Determination of atenolol, chlorthalidone and their degradation products by TLC-densitometric and chemometric methods with application of model updating

Abstract

In this work two well known antihypertensive drugs that are administered in combination and provide greater therapeutic effects than with either drug alone are selectively determined in the presence of their degradation products. Two chemometric methods and TLC-Densitometric one have been developed for the selective determination of Atenolol (ATE) and Chlorthalidone (CLT) along with their hydrolytic degradation products.

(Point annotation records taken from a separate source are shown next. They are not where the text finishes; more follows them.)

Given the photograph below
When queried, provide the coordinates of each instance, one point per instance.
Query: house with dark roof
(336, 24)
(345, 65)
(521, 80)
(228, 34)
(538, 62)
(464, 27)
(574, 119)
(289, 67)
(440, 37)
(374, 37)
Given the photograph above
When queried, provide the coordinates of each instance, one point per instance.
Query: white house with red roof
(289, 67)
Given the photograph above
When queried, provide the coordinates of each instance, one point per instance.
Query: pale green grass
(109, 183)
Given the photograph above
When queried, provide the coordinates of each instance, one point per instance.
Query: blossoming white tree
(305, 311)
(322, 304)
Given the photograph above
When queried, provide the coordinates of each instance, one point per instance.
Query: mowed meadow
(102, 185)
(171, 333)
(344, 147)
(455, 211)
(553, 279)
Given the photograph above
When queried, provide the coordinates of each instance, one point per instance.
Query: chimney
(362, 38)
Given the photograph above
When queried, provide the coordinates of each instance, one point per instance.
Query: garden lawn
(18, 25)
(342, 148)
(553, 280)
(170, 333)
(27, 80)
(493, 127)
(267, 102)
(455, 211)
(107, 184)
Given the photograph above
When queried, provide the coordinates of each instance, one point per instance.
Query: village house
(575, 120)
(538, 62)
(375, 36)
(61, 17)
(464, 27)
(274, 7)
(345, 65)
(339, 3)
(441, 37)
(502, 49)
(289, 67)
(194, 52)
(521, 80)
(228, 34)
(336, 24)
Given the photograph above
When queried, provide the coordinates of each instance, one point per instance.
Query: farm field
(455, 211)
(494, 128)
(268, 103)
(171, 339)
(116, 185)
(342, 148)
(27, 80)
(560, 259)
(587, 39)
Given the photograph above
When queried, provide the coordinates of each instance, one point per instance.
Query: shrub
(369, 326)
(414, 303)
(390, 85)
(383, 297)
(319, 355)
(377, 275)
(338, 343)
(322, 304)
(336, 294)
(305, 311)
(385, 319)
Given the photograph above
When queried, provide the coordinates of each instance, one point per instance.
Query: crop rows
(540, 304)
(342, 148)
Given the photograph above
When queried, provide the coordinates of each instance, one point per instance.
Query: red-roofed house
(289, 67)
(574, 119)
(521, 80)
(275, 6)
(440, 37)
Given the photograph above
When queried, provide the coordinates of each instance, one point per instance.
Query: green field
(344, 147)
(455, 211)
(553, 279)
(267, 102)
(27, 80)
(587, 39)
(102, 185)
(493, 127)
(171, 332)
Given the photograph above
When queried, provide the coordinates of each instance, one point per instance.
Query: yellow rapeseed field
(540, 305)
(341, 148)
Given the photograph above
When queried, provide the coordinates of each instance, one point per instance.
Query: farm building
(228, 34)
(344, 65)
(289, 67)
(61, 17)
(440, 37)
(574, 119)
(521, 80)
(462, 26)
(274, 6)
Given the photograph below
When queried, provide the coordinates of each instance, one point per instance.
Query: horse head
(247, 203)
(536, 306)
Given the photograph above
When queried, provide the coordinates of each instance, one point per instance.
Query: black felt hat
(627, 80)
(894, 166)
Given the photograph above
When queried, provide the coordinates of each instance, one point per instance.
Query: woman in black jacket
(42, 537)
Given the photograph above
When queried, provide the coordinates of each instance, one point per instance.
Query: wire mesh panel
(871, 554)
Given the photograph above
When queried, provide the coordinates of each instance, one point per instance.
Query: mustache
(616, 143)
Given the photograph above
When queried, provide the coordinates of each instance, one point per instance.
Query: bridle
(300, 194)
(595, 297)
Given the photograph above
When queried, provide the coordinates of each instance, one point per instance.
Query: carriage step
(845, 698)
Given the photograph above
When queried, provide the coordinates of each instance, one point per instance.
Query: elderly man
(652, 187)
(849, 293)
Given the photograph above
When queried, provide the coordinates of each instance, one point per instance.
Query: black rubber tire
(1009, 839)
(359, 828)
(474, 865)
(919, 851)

The developed chemometric models are principal component regression (PCR) and partial least squares (PLS). These models have been updated to be used for prediction of ATE and CLT in another dosage form in which Amiloride HCl (AMH) is included. The updated models are capable of predicting the concentrations of the three components of the new dosage form with good accuracy and precision without reconstruction of the calibration set. The developed TLC-Densitometric method depends upon quantitative densitometric separation of thin layer chromatogram of ATE, CLT, Atenolol degradation product (ATE Deg) and Chlorthalidone degradation product (CLT Deg) using silica gel plates at 227 nm and chloroform: methanol: ethyl acetate: ammonia solution (75: 28: 2: 1.6, by volume) as a developing system. The suggested methods have been used for the determination of the studied drugs in their pharmaceutical formulations and the results were statistically compared to the reported RP-HPLC method.